Eerie. And the basis for Ruby Sparks, the latest film from Jonathan Dayton and Valerie Faris, the folks who directed Little Miss Sunshine. That film I wasn't too crazy about, as it seemed to scream "Indie Sensibilities" from every tortured writerly "quirk" that was tossed in. Ruby Sparks, however, is different—a nicely buttoned-up movie that reverberates with all sorts of echoes that ripple through the film and cross over in a concentric series of folded back references, self- and otherwise. 
Author Calvin Weir-Fields (Paul Dano) is struggling with a follow-up novel after an initial success—struggling for 10 years, in fact. His shrink (Elliott Gould) gives him an assignment to take the pressure off, and Calvin is inspired, writing about an idealized, neurotic woman named Ruby Sparks. But, he's not just inspired, he's energized, so much so he can't wait to get back to his typewriter (it's this old piece of technology before a PC, or what was known in the Pleistocene era as a "word processor") to continue the work, spend more time with her, creating her. So much so that he starts to fear that he's falling in love with her. His brother reads the pages and his criticism is harsh: "You haven't written a person. You've written a girl. Geeky, messy girls are not what people want." He remains undeterred, writing all night and into the morning. Imagine his horror when he wakes up from his QWERTY keyboard, runs downstairs and finds Ruby (Zoe Kazan) in one of his shirts, eating cereal.
He freaks, naturally, much to her consternation, and then is shocked to discover that everybody can see her, too. She's just not a figment of his imagination; his imagination walks amongst us.

This is the stuff of male fantasy rom-com's. But, Ruby Sparks takes it into some dark places, ala Hitchcock, in the realms of identity, manipulation, male wish-fulfilments, and the odd idealization and expectations that love creates and blinds us to. We all create an object of affection (on both sides, sending and receiving), but whether that object has anything to do with reality depends on both parties and how much they want to compromise to achieve that...whatever it is..."more perfect union," let's say.

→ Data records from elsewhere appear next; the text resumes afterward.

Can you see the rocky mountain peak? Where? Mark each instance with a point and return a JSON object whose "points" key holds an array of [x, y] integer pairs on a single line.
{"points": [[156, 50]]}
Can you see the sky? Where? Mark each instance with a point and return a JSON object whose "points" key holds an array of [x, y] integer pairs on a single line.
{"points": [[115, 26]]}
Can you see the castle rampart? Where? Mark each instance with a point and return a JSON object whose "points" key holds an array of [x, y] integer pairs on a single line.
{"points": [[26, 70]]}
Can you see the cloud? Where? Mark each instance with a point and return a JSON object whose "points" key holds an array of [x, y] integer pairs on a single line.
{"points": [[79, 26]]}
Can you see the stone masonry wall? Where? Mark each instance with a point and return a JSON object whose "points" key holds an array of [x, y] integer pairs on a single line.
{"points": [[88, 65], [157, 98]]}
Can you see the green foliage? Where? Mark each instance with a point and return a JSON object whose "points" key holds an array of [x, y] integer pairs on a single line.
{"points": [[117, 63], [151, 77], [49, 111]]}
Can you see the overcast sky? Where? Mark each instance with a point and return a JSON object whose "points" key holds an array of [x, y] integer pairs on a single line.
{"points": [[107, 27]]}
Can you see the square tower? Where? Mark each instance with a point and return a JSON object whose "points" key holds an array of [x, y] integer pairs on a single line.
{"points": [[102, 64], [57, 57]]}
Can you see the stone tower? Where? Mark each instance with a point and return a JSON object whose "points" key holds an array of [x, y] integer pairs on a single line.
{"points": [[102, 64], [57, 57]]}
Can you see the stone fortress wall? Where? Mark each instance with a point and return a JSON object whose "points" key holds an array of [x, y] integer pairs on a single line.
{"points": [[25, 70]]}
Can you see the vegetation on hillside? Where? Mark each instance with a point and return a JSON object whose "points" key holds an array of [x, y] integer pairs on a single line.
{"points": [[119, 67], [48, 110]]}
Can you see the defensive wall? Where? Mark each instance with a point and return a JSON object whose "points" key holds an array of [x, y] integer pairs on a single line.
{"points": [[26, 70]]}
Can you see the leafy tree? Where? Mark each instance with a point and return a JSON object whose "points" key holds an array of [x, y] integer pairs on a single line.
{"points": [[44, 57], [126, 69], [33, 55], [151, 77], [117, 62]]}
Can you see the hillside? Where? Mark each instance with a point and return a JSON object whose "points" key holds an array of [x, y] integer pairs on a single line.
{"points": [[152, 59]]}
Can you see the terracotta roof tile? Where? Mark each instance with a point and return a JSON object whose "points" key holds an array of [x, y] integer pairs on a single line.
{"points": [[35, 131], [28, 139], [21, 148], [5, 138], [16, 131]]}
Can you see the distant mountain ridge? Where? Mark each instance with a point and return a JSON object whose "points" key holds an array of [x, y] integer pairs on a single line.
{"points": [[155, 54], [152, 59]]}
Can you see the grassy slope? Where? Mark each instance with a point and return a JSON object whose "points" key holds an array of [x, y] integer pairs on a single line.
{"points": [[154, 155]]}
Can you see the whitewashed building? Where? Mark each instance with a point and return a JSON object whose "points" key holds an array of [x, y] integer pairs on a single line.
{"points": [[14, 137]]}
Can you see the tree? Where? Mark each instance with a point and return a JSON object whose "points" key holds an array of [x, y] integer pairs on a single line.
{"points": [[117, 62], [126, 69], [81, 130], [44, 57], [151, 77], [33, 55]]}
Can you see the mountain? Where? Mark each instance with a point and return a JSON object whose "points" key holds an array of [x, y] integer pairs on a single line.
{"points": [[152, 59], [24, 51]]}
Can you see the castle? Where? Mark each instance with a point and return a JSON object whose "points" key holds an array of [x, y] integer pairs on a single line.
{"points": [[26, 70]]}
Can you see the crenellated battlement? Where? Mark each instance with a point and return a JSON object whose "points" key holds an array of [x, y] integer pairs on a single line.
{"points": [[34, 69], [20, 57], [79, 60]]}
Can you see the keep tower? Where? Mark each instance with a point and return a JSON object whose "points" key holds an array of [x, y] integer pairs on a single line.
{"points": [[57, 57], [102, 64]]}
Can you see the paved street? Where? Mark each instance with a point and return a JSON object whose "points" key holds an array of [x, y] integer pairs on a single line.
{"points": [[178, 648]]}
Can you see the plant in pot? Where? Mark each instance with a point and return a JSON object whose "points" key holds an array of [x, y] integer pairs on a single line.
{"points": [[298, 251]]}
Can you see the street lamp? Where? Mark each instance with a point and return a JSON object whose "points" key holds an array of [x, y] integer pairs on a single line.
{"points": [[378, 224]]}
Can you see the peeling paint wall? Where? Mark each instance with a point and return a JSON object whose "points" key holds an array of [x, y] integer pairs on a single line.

The script (by Kazan herself) explores some uncomfortable territory in that regard and Kazan has a knack for writing dialogue that is spot-on, but containing deep echoes that weight them further. It's one of the better rom-com/fantasy scripts to come along in awhile—at least it has a thought in its head—and the performers, while still showing an abundance of the too-eager "cutes," although, ultimately, its not enough to keep you wondering how it all could end. Yes, the film has its moments of coy cloyingness—for example, when Ruby goes to a family dinner with Calvin's hippy-dippy step-parents (Annette Bening and Antonio Banderas), that amounts to a side-bar, and just lets us know what we already know, that Calvin is a bit of a stick-in-the-mud and a buzz-kill, and (surprise, surprise) less capable of change than his own creation, which, if he wanted to, he could correct with a new sentence, or some Liquid Paper.

It doesn't go there (and only for revelation purposes, as if it did any more, it might be a good vehicle for Adam Sandler), nor does it end "Happily Ever After" as rom-com's do (but only because they choose to). Ruby Sparks chooses another way, fully committed to not committing and finding the fine balance of compromise.